The first tool that I use to navigate the kernel is Bootlin’s Elixir scrape of the Linux kernel (https://elixir.bootlin.com/linux/latest/source). Their tool is tremendously valuable as it allows me to enter “identifiers” in the search bar and the tool will spit out all definitions and references of that identifier; an identifier is either a variable or function name. Since this article will be specifically dealing with the 4.19 kernel, bookmark https://elixir.bootlin.com/linux/v4.19.89/source for the duration of this article. The second tool that I use is ripgrep (https://github.com/BurntSushi/ripgrep). Ripgrep is a faster and generally better alternative to grep.
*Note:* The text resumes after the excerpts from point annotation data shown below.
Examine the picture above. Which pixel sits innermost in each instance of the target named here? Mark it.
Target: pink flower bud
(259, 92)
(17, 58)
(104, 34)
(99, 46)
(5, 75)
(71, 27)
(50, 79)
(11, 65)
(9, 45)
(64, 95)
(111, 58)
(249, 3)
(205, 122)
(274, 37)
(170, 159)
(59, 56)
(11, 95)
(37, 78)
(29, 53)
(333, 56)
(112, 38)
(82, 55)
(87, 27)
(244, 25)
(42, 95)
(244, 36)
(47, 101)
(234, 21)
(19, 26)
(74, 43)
When using ripgrep, I make heavy use of their support for regular expressions to determine whether a hit is a declaration or definition of a function or an invocation. I believe that these two tools coupled with a local copy of the kernel source are all that are needed to properly navigate the kernel.

Getting back to the problem at hand, we need to understand how the kernel provides hooks to allow us to implement any custom callbacks that will be invoked during the kernel boot process. To start us off, let’s take a look at an existing example of the socfpga (recall, that is the “architecture” associated with an Altera/Intel FPGA with a built-in ARM core we were targeting last time). If we navigate to arch/arm/mach-socfpga/socfpga.c, we can see the following:

DT_MACHINE_START(SOCFPGA, "Altera SOCFPGA")
        .l2c_aux_val   = 0,
        .l2c_aux_mask  = ~0,
        .init_irq      = socfpga_init_irq,
        .restart       = socfpga_cyclone5_restart,
        .dt_compat     = altera_dt_match,
MACHINE_END 
DT_MACHINE_START(SOCFPGA_A10, "Altera SOCFPGA Arria10")
        .l2c_aux_val   = 0,
        .l2c_aux_mask  = ~0,
        .init_irq      = socfpga_arria10_init_irq,
        .restart       = socfpga_arria10_restart,
        .dt_compat     = altera_a10_dt_match,
MACHINE_END 

DT_MACHINE_START and MACHINE_END look like macros. DT_MACHINE_START is defined as:

#define DT_MACHINE_START(_name, _namestr)            \
static const struct machine_desc __mach_desc_##_name \
__used                                              \
__attribute__((__section__(".arch.info.init"))) = { \
        .nr            = ~0,                          \
        .name          = _namestr,
#endif

There are two takeaways here. First, the combination of DT_MACHINE_START macro, member initialization, and MACHINE_END macro creates a struct of type machine_desc for a specific processor-board combination (referred to as a “platform” or “machine”). Second, telling the compiler to put this struct in the section .arch_info.init by using the attribute keyword is a neat way to add support for any number of platforms. It allows the kernel to iterate over all of the supported machine configurations in code and matches the correct one to the configuration specified in the device tree without having to know how many exist a priori (we’ll cover how the linker script is used to allow the kernel to iterate over a variable number of functions in a future post).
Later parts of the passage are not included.